Tulisan yang menarik dan mampu menjawab rasa penasaran sy, mengapa jawa dan bali begitu banyak persamaannya.
Tulisan singkat padat dan menyeluruh yang menggambarkan hubungan manusia Jawa dan Bali, sejak zaman dulu dan perkembangannya pada masa kini yang sy kira sangat valid. Penjelasan ini memberikan jawaban thd rasa penasaran sy mengapa antara Jw dan Bali begitu banyak persamaan budaya.

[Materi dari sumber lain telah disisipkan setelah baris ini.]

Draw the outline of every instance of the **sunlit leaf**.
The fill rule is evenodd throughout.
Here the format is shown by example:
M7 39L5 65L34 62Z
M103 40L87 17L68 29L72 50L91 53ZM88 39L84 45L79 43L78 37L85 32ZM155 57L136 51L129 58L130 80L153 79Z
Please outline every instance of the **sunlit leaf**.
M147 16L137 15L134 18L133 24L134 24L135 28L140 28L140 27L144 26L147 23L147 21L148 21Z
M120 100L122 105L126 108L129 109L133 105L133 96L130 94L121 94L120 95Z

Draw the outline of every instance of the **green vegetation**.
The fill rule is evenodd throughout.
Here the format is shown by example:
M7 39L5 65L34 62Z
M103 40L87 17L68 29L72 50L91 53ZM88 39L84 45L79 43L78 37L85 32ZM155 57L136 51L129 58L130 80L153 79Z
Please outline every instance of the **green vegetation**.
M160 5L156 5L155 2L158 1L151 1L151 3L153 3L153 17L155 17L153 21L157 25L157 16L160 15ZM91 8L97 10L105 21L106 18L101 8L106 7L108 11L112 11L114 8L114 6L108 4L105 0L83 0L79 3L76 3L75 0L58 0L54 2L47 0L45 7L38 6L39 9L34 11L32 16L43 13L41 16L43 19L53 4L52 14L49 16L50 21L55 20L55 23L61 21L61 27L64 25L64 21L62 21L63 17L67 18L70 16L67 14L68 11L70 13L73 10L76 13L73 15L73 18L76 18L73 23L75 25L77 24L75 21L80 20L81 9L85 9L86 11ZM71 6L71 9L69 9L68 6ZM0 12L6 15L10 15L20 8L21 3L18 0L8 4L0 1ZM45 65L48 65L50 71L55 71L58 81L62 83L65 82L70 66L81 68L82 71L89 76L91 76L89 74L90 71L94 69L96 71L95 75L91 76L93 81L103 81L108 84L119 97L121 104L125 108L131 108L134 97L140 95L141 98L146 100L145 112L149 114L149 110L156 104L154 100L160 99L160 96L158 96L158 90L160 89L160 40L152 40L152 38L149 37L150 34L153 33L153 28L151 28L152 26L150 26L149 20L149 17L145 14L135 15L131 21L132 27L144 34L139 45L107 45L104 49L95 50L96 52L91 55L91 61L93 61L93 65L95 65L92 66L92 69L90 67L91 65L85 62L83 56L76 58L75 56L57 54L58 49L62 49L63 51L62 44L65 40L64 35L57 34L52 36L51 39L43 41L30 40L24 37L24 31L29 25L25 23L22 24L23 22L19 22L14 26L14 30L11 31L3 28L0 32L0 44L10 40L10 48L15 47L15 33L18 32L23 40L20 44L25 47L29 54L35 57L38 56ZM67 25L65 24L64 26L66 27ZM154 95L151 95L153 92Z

Saya orang jawa dan mayoritas orang jawa sangat berbeda watak dan sifat manusianya. Prinsip hidup sangat jauh berbeda.orang bali suka mengarang cerita sesuai pendapatya. Kakek saya cerita brawijaya bertapa di gunung lawu.selama saya baca sejarah, raja jawa dan mpu selalu di bunuh oleh murid dan anak selir. Hanya demi kekuasaan tahta raja.kekejaman durhaka itu sangat tidak di benarkan oleh ajaran islam. Mataram hindu/kuno,singosari,majapahit,mataram islam sekarang. Adalah perjalanan kepahitan darah darah para prajurit.hinga Pada akhirnya panembahan senopati samber nyawa sultan agung menyatukan budaya jawa hingga madura………
Kami di Jogja masih menyeimbangkan kehidupan beragama dan berbudaya. Sungguh indah andai ada penguatan budaya Jawa dan Bali. Saya sangat setuju, Bali skg adalah refleksi Jawa masa lampau. Salam dan Rahayu.